JUDGE SAYS HER DECISION PROBABLY WON'T MATTER IN LONG RUN
Apr 18, 2001
By DAVE BRYAN
The Associated Press
MONTGOMERY, Ala. (AP) -- Exxon Mobil Chairman Ansel Condray said the oil company didn't believe it would be cheating Alabama when it decided how much to pay in royalties for natural gas wells drilled in state waters.
Condray testified at a hearing Tuesday before Circuit Judge Tracy McCooey, who must decide whether to reduce a record $3.5 billion verdict against the company.
Condray said a company analysis of how much to pay in royalties showed there was a reasonable chance Exxon Mobil's interpretation of its lease agreement with the state would be consistent with Alabama's reading of it.
"We had a view and we thought we had a reasonable and fair and right view," said Condray, who didn't testify during the trial.
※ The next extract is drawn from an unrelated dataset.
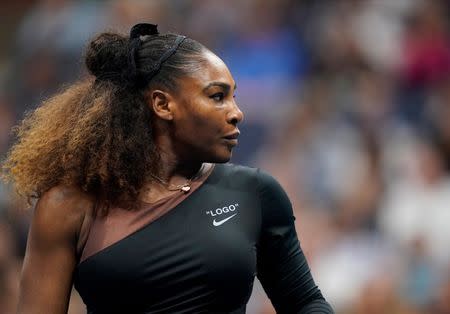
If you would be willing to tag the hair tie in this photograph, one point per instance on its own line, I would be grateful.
(138, 30)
But attorneys for Alabama said Exxon documents showed the company knew it was probably underpaying the state but that the company decided to risk it anyway.
"You calculated the chance of success of getting away with it, didn't you?" asked Robert Cunningham, one of the attorney's hired by the state.
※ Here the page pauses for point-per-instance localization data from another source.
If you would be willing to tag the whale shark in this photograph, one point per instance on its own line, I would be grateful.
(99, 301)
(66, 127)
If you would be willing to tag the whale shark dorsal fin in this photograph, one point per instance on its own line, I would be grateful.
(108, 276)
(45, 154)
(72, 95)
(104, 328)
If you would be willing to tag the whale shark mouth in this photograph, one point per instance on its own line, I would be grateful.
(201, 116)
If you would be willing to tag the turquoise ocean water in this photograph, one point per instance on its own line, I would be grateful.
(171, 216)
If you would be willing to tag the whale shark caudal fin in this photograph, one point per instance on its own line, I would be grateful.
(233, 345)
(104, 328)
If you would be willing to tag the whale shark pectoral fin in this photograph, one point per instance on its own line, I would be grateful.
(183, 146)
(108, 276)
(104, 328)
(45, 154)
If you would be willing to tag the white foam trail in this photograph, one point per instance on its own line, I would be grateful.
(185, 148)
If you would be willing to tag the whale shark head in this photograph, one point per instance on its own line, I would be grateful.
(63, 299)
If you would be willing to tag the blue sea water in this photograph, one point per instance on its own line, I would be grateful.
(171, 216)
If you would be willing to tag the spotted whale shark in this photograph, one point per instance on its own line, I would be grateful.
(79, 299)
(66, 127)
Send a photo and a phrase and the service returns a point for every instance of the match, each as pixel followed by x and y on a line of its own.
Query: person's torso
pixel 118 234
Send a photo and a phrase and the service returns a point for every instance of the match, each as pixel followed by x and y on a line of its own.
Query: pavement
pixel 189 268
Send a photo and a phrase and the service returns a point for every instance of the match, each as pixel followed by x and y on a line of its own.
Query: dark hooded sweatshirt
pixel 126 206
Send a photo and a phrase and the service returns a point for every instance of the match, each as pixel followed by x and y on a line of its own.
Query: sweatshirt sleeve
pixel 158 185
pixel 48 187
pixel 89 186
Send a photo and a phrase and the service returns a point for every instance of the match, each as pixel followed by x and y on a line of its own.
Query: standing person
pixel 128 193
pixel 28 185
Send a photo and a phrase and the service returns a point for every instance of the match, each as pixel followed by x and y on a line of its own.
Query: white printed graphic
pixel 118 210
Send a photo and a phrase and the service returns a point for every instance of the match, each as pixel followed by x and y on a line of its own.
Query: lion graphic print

"No sir, those are not the words I would use," Condray responded.
McCooey presided over a trial in December where a Montgomery jury decided that Exxon Mobil had fraudulently underpaid the state on royalties for natural gas wells drilled in waters along the Alabama coast. The jury returned the largest verdict in state history: $87.7 million in compensatory damages and $3.42 billion in punitive damages.
Now McCooey is holding a two-day hearing to determine whether the punitive damages are excessive and should be reduced.
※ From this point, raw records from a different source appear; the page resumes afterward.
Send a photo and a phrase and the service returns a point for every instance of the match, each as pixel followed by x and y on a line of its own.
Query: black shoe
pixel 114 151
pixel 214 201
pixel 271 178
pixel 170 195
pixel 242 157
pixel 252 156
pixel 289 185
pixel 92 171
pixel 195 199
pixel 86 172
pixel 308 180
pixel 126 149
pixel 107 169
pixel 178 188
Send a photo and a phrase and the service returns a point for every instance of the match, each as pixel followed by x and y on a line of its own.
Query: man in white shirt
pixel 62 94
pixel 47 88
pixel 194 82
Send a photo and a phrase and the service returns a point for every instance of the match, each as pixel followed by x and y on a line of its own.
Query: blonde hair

In a courtroom crowded with attorneys and their assistants, the judge said the case is going to be appealed to the Alabama Supreme Court, which will ultimately decide the appropriate amount.
"What I do probably doesn't matter anyway," she said, but added that she wanted to make sure the court hearing provided a good record for the Supreme Court to consider.
The judge's frank remarks continued during the hearing.
Exxon Mobil presented Washington economist Jonathan Walker, who contended the punitive damages were grossly excessive. Walker offered a mathematical formula about what would be necessary to deter a company from repeating improper conduct. The formula involved removing the profit from the enterprise, but did not consider the worth of the company when determining the appropriate punishment.
Walker said the $87.7 million in compensatory damages would be sufficient to deter Exxon Mobil because that amount included 12 percent interest on unpaid royalties, and that would erase any gain the oil company had.
After hearing the economist's explanation, the judge said, "No offense, Dr. Walker, but it sounds like a bunch of B.S."
She said courts normally consider the worth of a company, and she noted Exxon Mobil recently finished in first place in the Fortune 500 list of American companies with the greatest annual revenue.
"It would be insane to say that doesn't matter," McCooey said.